У храма Покрова на Рву сидел гусляр на ременном стульце, перебирая струны, пел подсевшим осипшим от старости голосом:
…Он правитель царству Московскому,
Обережитель миру крещеному
И всей нашей земле светорусския,
Что ясен сокол он вылетывал,
Как белой кречет он выпархивал,
Выезжал воевода московский князь,
Скопин-Шуйский Михайла Васильевич…
Ах как хотелось Дмитрию Ивановичу пнуть по этим гуслям Ногой, чтоб разлетелись на щепочки и дать оплеуху этому гугнявому старикашке, слеподыру несчастному. Гусляр и впрямь был слеп или прикидывался незрячим.
Ударь такого, мигом сотня заступников сыщется. Эвон развесили уши, слушают. Тронь старикашку пальцем, взовьются как бешеные: «Ах ты убогого! Да мы тебя!» И ведь побьют, не посмотрят, что князь. Чего доброго, и убить могут.
Зато надо братца царствующего порадовать. Все не верит, все отмахивается, еще и посохом норовил ударить. Прибежал Дмитрий во дворец: «Где царь?» «В Думе, в Грановитой».
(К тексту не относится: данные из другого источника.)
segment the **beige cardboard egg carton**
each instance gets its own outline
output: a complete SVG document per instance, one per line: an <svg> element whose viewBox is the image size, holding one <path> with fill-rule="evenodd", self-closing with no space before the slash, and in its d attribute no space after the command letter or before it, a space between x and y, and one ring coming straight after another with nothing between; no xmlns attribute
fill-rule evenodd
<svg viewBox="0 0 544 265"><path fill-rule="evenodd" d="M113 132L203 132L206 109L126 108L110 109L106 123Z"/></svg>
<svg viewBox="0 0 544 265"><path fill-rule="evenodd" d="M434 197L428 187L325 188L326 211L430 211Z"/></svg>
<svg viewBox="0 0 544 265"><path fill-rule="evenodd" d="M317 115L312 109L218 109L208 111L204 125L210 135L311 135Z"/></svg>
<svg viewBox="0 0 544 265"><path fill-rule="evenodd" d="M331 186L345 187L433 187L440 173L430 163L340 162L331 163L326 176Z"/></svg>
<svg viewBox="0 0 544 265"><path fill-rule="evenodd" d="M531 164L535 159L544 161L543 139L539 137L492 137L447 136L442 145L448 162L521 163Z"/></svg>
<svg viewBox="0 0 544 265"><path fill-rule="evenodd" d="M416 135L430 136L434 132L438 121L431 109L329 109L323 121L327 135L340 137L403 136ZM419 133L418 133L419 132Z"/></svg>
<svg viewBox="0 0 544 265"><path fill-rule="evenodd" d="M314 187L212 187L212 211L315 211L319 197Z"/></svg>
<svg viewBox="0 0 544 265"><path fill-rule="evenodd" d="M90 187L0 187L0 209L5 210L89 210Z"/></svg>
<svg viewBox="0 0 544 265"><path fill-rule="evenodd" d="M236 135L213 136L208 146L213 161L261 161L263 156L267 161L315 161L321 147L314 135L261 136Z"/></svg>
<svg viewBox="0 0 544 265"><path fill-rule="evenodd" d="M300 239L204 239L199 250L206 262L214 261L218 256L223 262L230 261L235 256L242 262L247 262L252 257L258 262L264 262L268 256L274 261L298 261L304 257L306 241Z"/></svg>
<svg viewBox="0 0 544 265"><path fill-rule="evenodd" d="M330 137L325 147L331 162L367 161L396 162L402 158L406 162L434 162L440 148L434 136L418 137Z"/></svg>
Прождал до обеда у кабинета в приемной. Появился Шуйский с Мстиславским, кивнул брату: погоди, мол. Дождался, когда ушел от него Мстиславский. Вошел, прикрыл плотно дверь за собой:
— Вот ты серчал давеча из-за Скопина. Вон у Покрова гусляр уж в песне его царства Московского правителем навеличивает.
— На кажин роток, Митя, не накинешь платок, — вздохнул Шуйский. — Попоют, попоют да и перестанут. А Скопин что? Не сегодня завтра на войну идет, а там всяко может случиться. Пуля-то не разбират, кто перед ней — смерд ал и князь. Да и потом, окромя его некого боле на короля слать. Измельчали воеводы-то, всяк токо о своей корысти мнит. Забыл, сколько их к Вору перекинулось? А Михайла, слава Богу, мне прямит. Со шведами ладит пока.
— Вот именно «пока».
— Ну а там видно будет.
Не решился Василий Иванович открывать брату, чем юродивая его оглоушила. В свое время по пьянке обещал престол ему отказать, ежели наследник не родится. Да если и родится, все равно велит Дмитрию опекуном быть до взроста. «А скажи о юродивой, он ведь тогда на Михайлу волком осмотреть станет, чего доброго, худое умыслит. Нет, не надо пока. Может, та дура-то нарочи ляпнула. А если вдруг моя Петровна парня родит, назову Михаилом и все. Тогда пусть сбывается по Офросиньему слову».